10 Lessons About Depression We Can Learn After The Tragic Loss Of Actor Robin Williams

August 11, 2015 | Posted at 6:30 pm | by Corinne (Follow User)

Robin Williams, known for his comedic movie roles and iconic stand-up routines, recently lost his battle with depression and addiction.
 

Details surrounding Williams’s death are still being released. However, it’s circulating that Williams had just been released from an inpatient 12-step program and was alone when the incident occurred.
 

 

Since then, I’ve been watching the Internet as people who suffer from mental health issues speak up on the topic. I’ve seen comments that made me think, “Yes, somebody finally put that feeling into words” and others that made me say “No! It isn’t like that.”
 

Although more than 350 million people worldwide suffer with depression, it can still be hard for them to articulate its effects and it can be hard for others outside of it to understand it. In lieu of the controversy about Williams’s death, I would like to continue the conversation about mental health stigma and have come up with 10 lessons that we can apply to our lives when a loved one is depressed. I hope they greatly help others as well as encourage those suffering from depression to seek help.
 
 
 

1. People who suffer from depression can’t just “get over it” or “snap out of it.”

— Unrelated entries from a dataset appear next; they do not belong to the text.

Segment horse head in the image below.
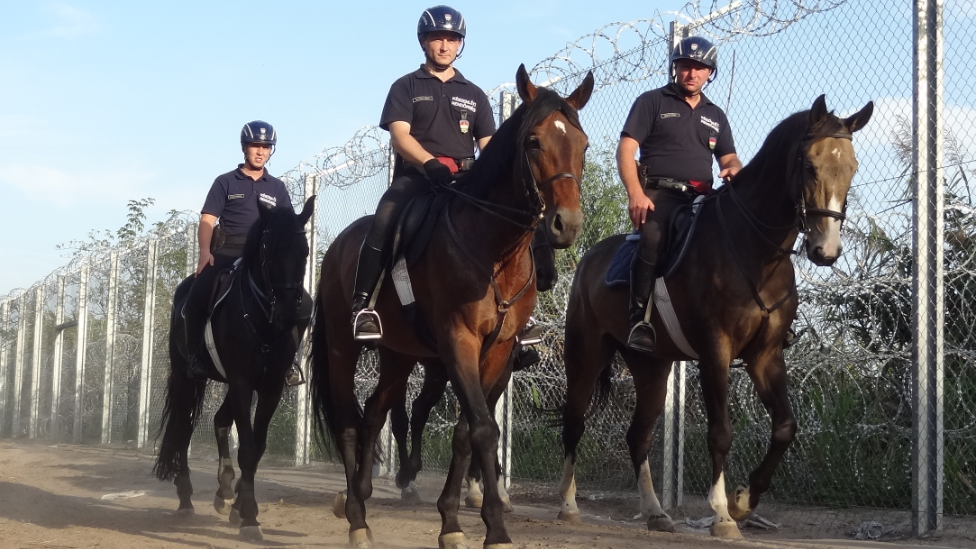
[793,95,874,266]
[515,65,593,249]
[244,196,315,330]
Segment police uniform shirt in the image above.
[201,164,292,236]
[620,85,735,181]
[380,66,495,159]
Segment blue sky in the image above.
[0,0,683,294]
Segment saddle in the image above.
[604,196,705,286]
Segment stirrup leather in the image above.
[352,309,383,341]
[627,322,657,353]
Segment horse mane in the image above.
[733,106,847,181]
[242,205,298,265]
[456,87,583,198]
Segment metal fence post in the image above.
[0,299,10,437]
[495,90,519,488]
[71,265,89,443]
[10,292,27,438]
[661,361,687,509]
[27,283,46,438]
[48,275,65,441]
[295,174,321,465]
[912,0,945,535]
[136,239,158,448]
[101,250,119,444]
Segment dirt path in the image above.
[0,440,960,549]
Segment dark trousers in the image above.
[183,248,243,355]
[630,189,692,324]
[353,170,431,300]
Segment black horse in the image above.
[153,196,315,541]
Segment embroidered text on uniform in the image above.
[702,116,722,131]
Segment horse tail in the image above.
[153,330,207,480]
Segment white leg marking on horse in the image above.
[559,456,580,522]
[637,459,665,517]
[708,472,733,522]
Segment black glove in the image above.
[424,158,454,187]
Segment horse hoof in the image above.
[214,496,234,515]
[556,511,583,524]
[647,515,674,532]
[437,532,471,549]
[349,528,373,549]
[241,526,264,541]
[332,492,346,518]
[400,485,421,503]
[708,522,742,539]
[728,486,752,522]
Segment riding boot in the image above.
[627,256,657,353]
[352,243,383,341]
[285,362,305,387]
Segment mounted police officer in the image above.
[183,120,304,386]
[617,36,742,352]
[352,6,495,340]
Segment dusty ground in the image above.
[0,441,974,549]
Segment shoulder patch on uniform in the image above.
[702,116,722,132]
[451,96,478,112]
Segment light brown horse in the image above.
[559,95,873,537]
[312,66,593,549]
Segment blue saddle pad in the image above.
[603,233,640,286]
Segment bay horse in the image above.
[559,95,874,537]
[311,65,593,549]
[153,196,315,541]
[390,225,559,513]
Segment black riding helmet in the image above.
[241,120,278,154]
[671,36,718,82]
[417,6,468,57]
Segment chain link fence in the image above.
[0,0,976,537]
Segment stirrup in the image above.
[515,317,545,347]
[627,322,657,353]
[352,309,383,341]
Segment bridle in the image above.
[719,132,853,254]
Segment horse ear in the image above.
[844,101,874,133]
[566,71,593,110]
[515,63,539,103]
[298,194,315,227]
[810,95,827,127]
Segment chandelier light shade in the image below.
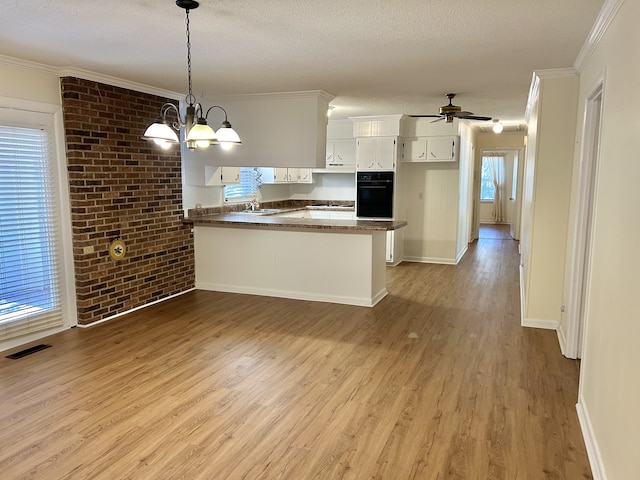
[142,0,242,150]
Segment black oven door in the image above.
[356,172,393,219]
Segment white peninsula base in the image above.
[194,225,387,307]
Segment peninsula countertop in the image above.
[184,207,407,232]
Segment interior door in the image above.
[507,153,519,240]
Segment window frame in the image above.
[0,97,78,350]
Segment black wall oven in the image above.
[356,172,393,219]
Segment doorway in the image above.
[565,80,604,358]
[475,148,523,240]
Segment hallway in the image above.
[0,239,592,480]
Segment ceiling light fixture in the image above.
[142,0,242,150]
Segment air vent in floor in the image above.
[6,343,51,360]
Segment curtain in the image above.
[483,152,506,223]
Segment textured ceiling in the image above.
[0,0,604,128]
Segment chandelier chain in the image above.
[185,8,195,105]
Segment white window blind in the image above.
[224,167,262,202]
[0,125,64,341]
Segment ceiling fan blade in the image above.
[458,115,491,120]
[451,112,473,118]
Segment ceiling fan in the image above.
[409,93,491,123]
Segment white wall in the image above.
[288,173,356,202]
[0,61,62,105]
[520,71,578,329]
[565,0,640,480]
[400,162,460,263]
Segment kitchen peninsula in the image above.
[185,207,406,307]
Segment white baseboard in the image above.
[556,325,571,358]
[521,318,560,331]
[456,244,469,265]
[576,397,607,480]
[196,281,387,307]
[403,257,457,265]
[77,288,195,328]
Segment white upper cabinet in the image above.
[402,137,427,162]
[326,138,356,168]
[402,135,460,162]
[356,137,398,170]
[426,136,460,162]
[259,167,313,185]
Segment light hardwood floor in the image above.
[0,239,592,480]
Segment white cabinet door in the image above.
[356,137,378,170]
[273,167,289,183]
[260,167,313,185]
[222,167,240,185]
[376,137,398,170]
[327,138,356,168]
[356,137,398,170]
[204,165,240,186]
[427,136,458,162]
[293,168,313,183]
[402,137,427,162]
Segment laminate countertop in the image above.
[184,209,407,232]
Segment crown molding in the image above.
[573,0,624,72]
[206,90,335,102]
[524,67,578,125]
[0,55,185,100]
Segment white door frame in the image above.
[564,74,604,358]
[473,147,525,236]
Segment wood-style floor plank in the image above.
[0,234,592,480]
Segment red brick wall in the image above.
[61,77,195,325]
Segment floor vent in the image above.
[6,343,51,360]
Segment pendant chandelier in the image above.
[142,0,242,150]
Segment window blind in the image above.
[224,167,262,202]
[0,125,64,341]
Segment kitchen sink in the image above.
[234,208,281,215]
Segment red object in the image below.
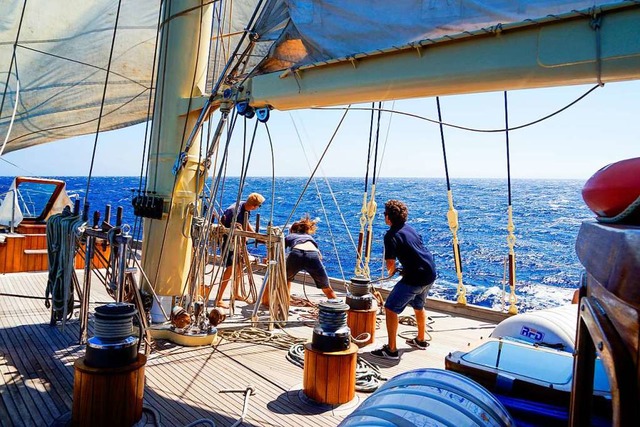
[582,157,640,218]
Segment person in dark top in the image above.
[371,200,436,360]
[215,193,264,308]
[284,216,336,299]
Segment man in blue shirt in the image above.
[216,193,264,308]
[371,200,436,360]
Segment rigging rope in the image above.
[363,102,382,278]
[354,102,375,276]
[312,85,602,133]
[286,343,387,393]
[84,0,122,207]
[282,105,351,229]
[436,96,467,305]
[290,112,355,280]
[0,0,27,140]
[504,91,518,314]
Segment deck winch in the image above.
[302,299,358,405]
[346,276,378,346]
[85,303,138,368]
[311,300,351,352]
[346,276,374,310]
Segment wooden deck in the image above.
[0,273,495,427]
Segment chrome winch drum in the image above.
[311,300,351,352]
[346,276,374,310]
[85,303,138,368]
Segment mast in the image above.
[142,0,213,295]
[245,4,640,110]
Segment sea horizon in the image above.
[0,176,594,310]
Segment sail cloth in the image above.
[252,0,614,72]
[0,0,626,153]
[0,0,159,153]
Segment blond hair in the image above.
[247,193,264,207]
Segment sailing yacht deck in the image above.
[0,273,495,427]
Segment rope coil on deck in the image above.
[287,343,387,393]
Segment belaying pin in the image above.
[256,107,269,123]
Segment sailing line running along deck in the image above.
[0,272,495,427]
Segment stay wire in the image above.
[0,0,27,124]
[129,0,164,262]
[504,91,512,206]
[291,113,350,280]
[146,0,171,192]
[282,105,351,229]
[371,102,382,185]
[84,0,122,206]
[364,102,376,194]
[436,96,451,191]
[264,122,276,224]
[138,0,164,193]
[311,85,603,133]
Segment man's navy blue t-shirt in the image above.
[384,223,436,286]
[220,200,247,228]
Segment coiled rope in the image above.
[287,343,387,393]
[436,96,467,305]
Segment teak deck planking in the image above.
[0,272,495,427]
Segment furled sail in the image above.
[0,0,638,153]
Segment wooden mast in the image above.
[142,0,213,295]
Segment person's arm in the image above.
[385,259,396,276]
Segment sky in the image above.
[0,81,640,180]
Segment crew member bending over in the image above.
[216,193,264,308]
[284,215,336,299]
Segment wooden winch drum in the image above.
[302,343,358,405]
[347,305,378,347]
[71,354,147,427]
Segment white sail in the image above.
[0,0,640,153]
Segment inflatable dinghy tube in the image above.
[340,368,515,427]
[582,157,640,224]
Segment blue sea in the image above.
[0,177,593,311]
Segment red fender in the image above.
[582,157,640,218]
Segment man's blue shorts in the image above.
[287,249,329,289]
[384,279,433,314]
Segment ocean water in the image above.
[0,177,594,311]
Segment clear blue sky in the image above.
[0,81,640,179]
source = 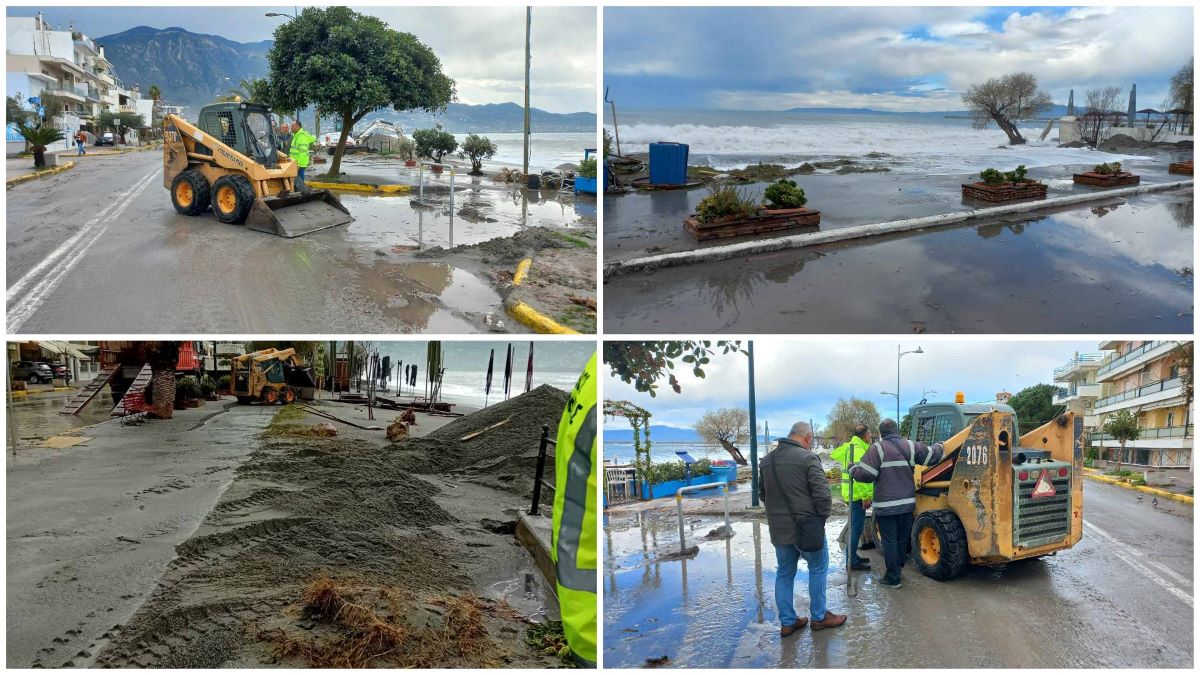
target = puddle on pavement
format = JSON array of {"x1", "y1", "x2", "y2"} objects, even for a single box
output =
[
  {"x1": 352, "y1": 257, "x2": 504, "y2": 333},
  {"x1": 340, "y1": 186, "x2": 595, "y2": 252},
  {"x1": 606, "y1": 192, "x2": 1194, "y2": 333},
  {"x1": 10, "y1": 383, "x2": 113, "y2": 443}
]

Whatever “it” is, if they could do better, be better, they would. Nobody would choose depression if they had another choice. Usually, they struggle desperately to feel “normal” and to be “better.”
 
 

2. Medication is NOT always the answer.

Some mental health issues don’t require psychiatric drugs, some do. But if you are not a psychologist and you are not able to write a prescription, please don’t say anything along the lines of “pop a pill and you’ll feel better.” Keep in mind that even if medication is the route chosen for your loved one, it can take time before the correct medication and dosage is found.
 
 

3. Tomorrow is a new day, but sometimes  a new day feels like old day.

When you’re depressed, it seems like you are living the same day over and over again. Don’t tell them that everything will be better in the morning because it might not.
 
 

4. Everybody hurts differently.

Sometimes people experience depression after a major life event. Sometimes people experience depression for no reason at all. Whatever the case, each person hurts differently; what doesn’t seem like a big deal to you could be a big deal to them.
 
 

5. Saying, “Just come out with me,” or ”You need to get out of the house,” doesn’t always solve the problem.

It can be draining to put on a “brave” face and act “normal” around other people when you are depressed. Occasionally, your depressed loved one can benefit from time outside of their home, but don’t push them into going out.
 
 

6. Daily chores can become too much to deal with.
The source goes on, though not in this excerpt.